Reality is they’re all long shots compared to just staying put – and, no, that’s not because the Heat actually traded up to draft UConn star Shabazz Napier (a LeBron favorite). But, in the remote chance he leaves, I’ll guarantee you this: there is absolutely no way LeBron James is leaving the Eastern Conference.

James seemingly doesn’t care about his salary; he cares about winning. If he wants to be considered the greatest to ever play the game, he’ll need rings. Not one. Not two…which he’s won in five tries between the Heat and Cavs.

Michael Jordan has six, same as Kareem Abdul-Jabbar. Bryant has five, just like career Laker Magic Johnson. Tim Duncan just grabbed his fifth. It seems unthinkable to reach, but beloved Celtic Bill Russell owns 11. No matter how you slice it, he has a ways to go.

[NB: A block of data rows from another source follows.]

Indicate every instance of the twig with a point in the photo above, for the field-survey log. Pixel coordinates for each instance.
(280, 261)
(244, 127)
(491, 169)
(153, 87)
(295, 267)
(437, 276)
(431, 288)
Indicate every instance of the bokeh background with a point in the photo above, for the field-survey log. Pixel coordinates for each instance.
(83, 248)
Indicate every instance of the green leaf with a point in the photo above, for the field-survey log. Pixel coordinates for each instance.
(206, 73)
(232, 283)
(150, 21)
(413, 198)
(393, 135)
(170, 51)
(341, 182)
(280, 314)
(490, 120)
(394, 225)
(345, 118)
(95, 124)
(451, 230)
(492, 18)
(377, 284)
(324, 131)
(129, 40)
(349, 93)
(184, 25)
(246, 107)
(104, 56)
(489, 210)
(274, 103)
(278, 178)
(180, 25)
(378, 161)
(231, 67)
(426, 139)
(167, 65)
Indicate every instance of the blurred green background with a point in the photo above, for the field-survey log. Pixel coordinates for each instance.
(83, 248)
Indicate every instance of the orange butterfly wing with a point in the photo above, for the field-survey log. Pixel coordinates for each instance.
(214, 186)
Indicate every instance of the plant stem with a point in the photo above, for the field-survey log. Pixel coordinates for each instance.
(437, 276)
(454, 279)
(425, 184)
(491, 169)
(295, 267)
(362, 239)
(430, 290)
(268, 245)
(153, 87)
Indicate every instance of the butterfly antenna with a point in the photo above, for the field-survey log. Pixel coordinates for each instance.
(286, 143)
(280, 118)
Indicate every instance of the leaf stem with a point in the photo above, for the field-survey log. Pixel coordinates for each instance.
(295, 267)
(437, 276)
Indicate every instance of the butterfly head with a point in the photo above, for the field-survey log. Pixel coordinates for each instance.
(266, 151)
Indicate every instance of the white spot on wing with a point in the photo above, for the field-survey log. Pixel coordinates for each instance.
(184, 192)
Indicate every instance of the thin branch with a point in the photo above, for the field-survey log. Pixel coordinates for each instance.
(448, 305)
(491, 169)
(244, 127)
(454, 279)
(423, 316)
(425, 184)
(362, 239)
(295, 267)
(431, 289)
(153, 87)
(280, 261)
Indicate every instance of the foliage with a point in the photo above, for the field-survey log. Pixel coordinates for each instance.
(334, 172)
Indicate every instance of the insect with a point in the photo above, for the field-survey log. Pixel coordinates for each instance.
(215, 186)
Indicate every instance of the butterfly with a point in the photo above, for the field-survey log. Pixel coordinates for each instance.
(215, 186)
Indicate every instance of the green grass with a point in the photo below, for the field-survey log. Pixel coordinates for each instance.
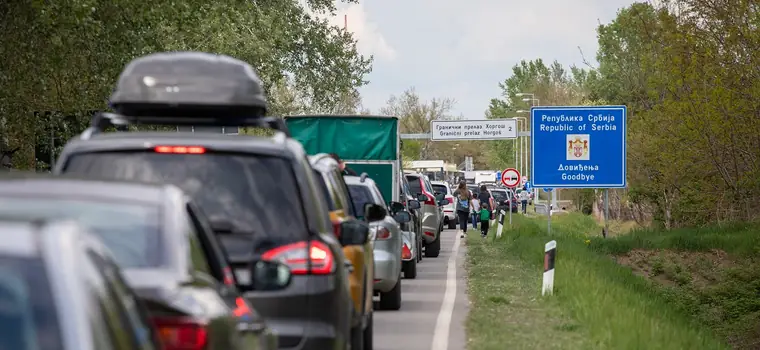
(597, 303)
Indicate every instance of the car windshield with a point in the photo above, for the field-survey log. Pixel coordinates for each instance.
(130, 230)
(28, 316)
(257, 194)
(360, 196)
(440, 188)
(414, 185)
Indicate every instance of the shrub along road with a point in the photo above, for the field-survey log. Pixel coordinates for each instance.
(600, 303)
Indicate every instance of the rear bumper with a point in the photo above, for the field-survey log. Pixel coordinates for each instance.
(313, 312)
(304, 335)
(387, 270)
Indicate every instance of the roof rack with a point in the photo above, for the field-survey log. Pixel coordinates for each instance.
(103, 120)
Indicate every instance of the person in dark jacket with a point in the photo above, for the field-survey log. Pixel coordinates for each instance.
(343, 168)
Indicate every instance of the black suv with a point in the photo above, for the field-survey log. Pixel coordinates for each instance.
(260, 193)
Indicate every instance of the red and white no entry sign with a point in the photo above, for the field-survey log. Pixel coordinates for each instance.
(510, 177)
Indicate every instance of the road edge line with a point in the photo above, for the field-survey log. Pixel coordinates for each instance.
(443, 323)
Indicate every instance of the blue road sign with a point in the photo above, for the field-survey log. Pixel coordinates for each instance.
(561, 152)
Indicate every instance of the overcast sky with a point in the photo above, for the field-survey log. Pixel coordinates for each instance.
(463, 49)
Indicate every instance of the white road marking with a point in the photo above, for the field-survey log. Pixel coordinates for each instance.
(443, 324)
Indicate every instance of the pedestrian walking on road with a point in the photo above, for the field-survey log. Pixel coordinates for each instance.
(524, 197)
(485, 217)
(464, 204)
(485, 197)
(475, 213)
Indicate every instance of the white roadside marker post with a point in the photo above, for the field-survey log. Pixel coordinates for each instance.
(500, 228)
(550, 255)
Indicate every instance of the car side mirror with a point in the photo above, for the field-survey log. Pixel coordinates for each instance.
(353, 232)
(403, 217)
(222, 227)
(396, 207)
(374, 212)
(270, 275)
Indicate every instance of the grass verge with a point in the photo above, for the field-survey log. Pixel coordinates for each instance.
(597, 304)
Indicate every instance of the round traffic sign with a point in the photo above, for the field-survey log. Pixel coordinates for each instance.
(510, 177)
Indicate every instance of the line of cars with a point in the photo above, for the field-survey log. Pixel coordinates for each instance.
(176, 241)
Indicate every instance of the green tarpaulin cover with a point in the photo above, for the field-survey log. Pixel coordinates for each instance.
(382, 174)
(351, 137)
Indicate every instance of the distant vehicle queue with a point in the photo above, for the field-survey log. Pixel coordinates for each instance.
(170, 240)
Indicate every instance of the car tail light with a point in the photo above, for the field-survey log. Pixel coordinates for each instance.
(241, 308)
(406, 253)
(180, 333)
(431, 198)
(336, 229)
(382, 233)
(229, 278)
(297, 256)
(180, 149)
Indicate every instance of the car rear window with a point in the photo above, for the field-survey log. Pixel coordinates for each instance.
(130, 230)
(28, 316)
(440, 188)
(257, 194)
(360, 196)
(414, 185)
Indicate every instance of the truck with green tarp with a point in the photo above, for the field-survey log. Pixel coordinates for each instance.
(368, 144)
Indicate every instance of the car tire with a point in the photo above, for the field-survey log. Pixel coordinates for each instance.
(433, 249)
(368, 343)
(410, 269)
(357, 337)
(392, 299)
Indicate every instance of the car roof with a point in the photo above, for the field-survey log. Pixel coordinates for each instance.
(66, 185)
(277, 145)
(356, 180)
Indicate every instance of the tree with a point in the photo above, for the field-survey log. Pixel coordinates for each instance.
(415, 116)
(64, 56)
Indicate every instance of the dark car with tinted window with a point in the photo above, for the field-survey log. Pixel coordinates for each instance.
(163, 244)
(60, 289)
(259, 192)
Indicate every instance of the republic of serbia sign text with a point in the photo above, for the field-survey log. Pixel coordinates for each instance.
(489, 129)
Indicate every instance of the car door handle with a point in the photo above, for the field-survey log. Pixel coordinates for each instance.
(250, 327)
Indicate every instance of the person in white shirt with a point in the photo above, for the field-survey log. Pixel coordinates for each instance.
(524, 197)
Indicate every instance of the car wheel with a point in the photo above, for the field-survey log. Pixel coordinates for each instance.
(357, 337)
(392, 299)
(410, 269)
(434, 248)
(368, 333)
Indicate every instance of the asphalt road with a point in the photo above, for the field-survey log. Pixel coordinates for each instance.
(417, 323)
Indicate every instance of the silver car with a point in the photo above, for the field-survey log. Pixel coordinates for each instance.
(449, 212)
(432, 215)
(387, 239)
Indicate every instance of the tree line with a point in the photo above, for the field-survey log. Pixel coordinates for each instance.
(61, 59)
(688, 70)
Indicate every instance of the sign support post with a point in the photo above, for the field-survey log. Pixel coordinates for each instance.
(606, 212)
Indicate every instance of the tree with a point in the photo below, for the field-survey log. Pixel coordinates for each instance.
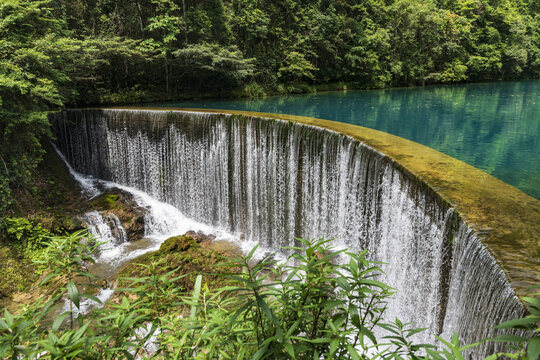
(28, 89)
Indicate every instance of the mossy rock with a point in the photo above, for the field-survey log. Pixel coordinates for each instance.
(124, 207)
(185, 255)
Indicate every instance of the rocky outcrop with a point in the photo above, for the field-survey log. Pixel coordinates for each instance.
(122, 205)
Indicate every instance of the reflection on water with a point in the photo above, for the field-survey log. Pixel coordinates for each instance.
(494, 126)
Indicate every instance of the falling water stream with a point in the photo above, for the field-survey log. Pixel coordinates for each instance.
(269, 181)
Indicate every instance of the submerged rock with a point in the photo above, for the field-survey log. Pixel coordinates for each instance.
(121, 204)
(190, 255)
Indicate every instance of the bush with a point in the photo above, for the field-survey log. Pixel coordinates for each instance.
(309, 307)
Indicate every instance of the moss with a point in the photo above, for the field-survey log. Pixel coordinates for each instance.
(111, 199)
(186, 255)
(481, 200)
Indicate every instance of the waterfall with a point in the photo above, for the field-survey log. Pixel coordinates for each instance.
(105, 227)
(272, 180)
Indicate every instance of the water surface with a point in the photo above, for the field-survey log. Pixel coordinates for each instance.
(493, 126)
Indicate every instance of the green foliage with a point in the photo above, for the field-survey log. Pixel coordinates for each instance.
(306, 308)
(527, 345)
(86, 52)
(27, 236)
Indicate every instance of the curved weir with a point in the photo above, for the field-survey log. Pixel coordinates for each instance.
(271, 180)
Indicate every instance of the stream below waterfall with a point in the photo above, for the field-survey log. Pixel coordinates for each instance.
(257, 180)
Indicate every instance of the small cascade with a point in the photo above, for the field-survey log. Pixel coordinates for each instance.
(105, 227)
(270, 181)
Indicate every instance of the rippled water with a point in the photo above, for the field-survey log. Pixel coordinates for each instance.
(493, 126)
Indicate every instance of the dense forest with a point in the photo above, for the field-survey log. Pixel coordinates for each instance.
(76, 52)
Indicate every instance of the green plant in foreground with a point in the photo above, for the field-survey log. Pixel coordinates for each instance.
(309, 307)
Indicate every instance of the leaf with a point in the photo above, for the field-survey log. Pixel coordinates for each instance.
(91, 297)
(73, 294)
(533, 349)
(59, 320)
(196, 294)
(352, 351)
(290, 350)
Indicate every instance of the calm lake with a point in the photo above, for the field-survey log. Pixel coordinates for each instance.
(493, 126)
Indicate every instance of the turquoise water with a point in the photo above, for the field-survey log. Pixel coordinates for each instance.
(493, 126)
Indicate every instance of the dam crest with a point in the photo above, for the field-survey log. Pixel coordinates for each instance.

On the one hand, you could give him credit for chasing winning and not dollars; rare in today’s sports climate (some reports, on the other hand, say that James is seeking a max contract after taking previous paycuts). Critics, of course, will condemn him for his strategy in doing so - recruiting Olympic-level talent to the same destination in an effort to appear in the Finals each and every year. Since leaving Cleveland, he’s four-for-four on at least making the last round.

In turn, the four-time MVP has developed a reputation for being someone who isn’t willing to carry a team on his back, as he had to do for years back home. No one but James could have taken a Mike Brown coached Cavaliers squad to the brink of a title.

Upon his arrival in South Beach after a poor “Decision,” he promised a Robert Horry level number of titles. It was laughable, but believable. Put enough talent together and winning typically follows.

But that can also be viewed as taking the path of least resistance, while a squad like the dynasty in San Antonio has spent nearly two decades drafting and developing winners behind a phenomenal coach, an all-time great in Duncan, and future Hall of Famers Tony Parker and Manu Ginobili. That franchise has never been bad, or even a middling organization, but it has had to occasionally retool. Per Riley’s charge, however ignorant and foolish it was coming from him, Miami could be no different with a decade-plus of James leading the way.

If he did leave, however, he’d simply join up with stars elsewhere in the East, where it would be smooth sailing through the playoffs until at least the conference finals, where maybe the Pacers would challenge, as they have the last couple of seasons. Point being, there are no more than a few contenders in the conference year in and year out, and rarely that many. His spot in the Finals would be a virtual annual certainty.

Out West, James would have a challenge from every team he’s not a member of each and every round on the way to the championship bout between the Spurs, Thunder, Clippers, Blazers, Rockets, Warriors, Mavericks, and Grizzlies. Historically speaking – if public perception is any indicator – that’s not how James is built. Way too hard.

The fact that rumors surfaced of James trying to lure Anthony to Miami in the midst of the Heat’s recent Finals struggles is proof positive enough (although the Heat players have denied discussing the idea of bringing Carmelo to South Beach).

James may not care what people think of him, even if that view evolves into being known as a mercenary or hired gun. That’s his prerogative. Seemingly, he cares about rings and only rings, so long as they aren’t too difficult to attain.

Once James signs his new deal, that fact will be evident by the names that surround him. And probably, it'll be his same two buddies, along with perhaps another future Naismith inductee.